If you have tears, prepare to shed them.
Caroline Knapp was the author of Drinking: A Love Story. I wrote about it because some of you surely have issues with alcohol, and I thought it might be of use. And because it's acutely observed and beautifully written. And because there's a painful irony here: Caroline gets sober, only to die in June of 2002, when she was forty-two, seven weeks after she was diagnosed with stage-four lung cancer.
Caroline Knapp had a best friend. Gail Caldwell. Also a writer. She won the Pulitzer Prize for Criticism in 2001. She too had alcohol issues.
Two women writers. Both dog lovers. Both recovering alcoholics. Both living alone, and liking it. Both athletes. Near-neighbors in Cambridge, Massachusetts.
Friends. Best friends. One died. The other wrote a book: Let's Take the Long Way Home: A Memoir of Friendship. [To buy the book from Amazon, click here. For the Kindle edition, click here.]
There are men and women I love, and I think they know it, and I hope they know how incredibly lucky I feel that I'm in their lives, but we're talking about something else here, something deeper and more precious and, certainly, scarier.
"It's an old story," Caldwell begins. "I had a friend and we shared everything, and then she died and so we shared that.''
Define everything.
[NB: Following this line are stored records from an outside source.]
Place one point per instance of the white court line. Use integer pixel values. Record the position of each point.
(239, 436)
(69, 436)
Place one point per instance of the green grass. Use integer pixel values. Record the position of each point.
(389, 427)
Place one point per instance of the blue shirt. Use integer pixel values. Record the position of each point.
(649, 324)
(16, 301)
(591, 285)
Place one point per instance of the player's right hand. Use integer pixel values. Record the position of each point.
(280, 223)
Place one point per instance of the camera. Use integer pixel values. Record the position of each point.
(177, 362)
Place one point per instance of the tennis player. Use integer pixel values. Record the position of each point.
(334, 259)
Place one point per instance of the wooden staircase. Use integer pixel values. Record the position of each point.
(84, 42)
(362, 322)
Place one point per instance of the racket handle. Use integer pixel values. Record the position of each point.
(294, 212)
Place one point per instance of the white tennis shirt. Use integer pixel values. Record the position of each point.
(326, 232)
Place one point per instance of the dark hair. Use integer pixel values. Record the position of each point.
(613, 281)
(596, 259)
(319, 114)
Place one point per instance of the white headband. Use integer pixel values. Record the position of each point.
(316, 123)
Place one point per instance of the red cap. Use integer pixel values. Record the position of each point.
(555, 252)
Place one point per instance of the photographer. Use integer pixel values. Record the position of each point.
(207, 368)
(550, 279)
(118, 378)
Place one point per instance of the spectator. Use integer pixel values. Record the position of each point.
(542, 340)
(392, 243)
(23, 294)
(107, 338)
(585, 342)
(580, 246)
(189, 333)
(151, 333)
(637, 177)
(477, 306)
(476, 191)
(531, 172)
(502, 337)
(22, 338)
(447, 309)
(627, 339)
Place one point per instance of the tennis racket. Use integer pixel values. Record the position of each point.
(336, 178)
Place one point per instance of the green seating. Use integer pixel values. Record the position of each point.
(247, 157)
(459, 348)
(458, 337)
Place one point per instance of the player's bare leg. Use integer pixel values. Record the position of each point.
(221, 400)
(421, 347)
Well, rowing on the Charles River. Writing. Alcoholism. And, most of all, afternoon-long walks with their dogs:
"Let's take the long way home," she would say once we had gotten to the car, and then we would wend our way through the day traffic of Somerville or Medford, in no hurry to separate. At the end of the drive, with Clementine [Caldwell's dog] snoring softly in the back seat, we would sit outside the house of whoever was being dropped off, and keep talking. Then we would go inside our respective houses and call each other on the phone.
This is a grief memoir, but that plunge into deepest sadness is also, by definition, an exploration of peak experiences. Everything's heightened, brighter, sharper in lives lived this acutely. This is a 190-page book --- we don't get to Caroline's illness until page 125. What comes before? This great friendship, detailed. But also a condensed biography of Caroline Knapp. And a lacerating autobiography of Gail Caldwell:
I've always remembered one thing Rich [Caldwell's AA adviser] said one day, when I was buried in fear and shame at the idea that I had drunk my way into alcoholism. He asked me why I was so frightened, and I told him, weeping, the first thing that came into my mind: "I'm afraid that no one will ever love me again." He leaned toward me with a smile of great kindness on his face, his hands clasped in front of him. "Don't you know?" he asked gently. "The flaw is the thing we love."
Eventually --- you dread it --- Caldwell gets to Caroline's fatal illness. The disbelief. The stoicism. And then, as Caroline begins her final descent, the combination of love and pride and hurt --- the recognition moment of what there was and what will be lost.
Near the end, I asked him [Caroline's former therapist] what he thought was happening, and he said, "Tell her everything you haven't said," and I smiled with relief. "There's nothing," I said. "I've already told her everything."
Can you imagine that? I can't. I've always had a weakness for damaged women --- they're so much more beautiful than the perfect ones. From her own book, I found Caroline Knapp to be ravishing. Now, here, I add Gail Caldwell. What an astonishing friendship. What great women. What a stellar, unforgettable book.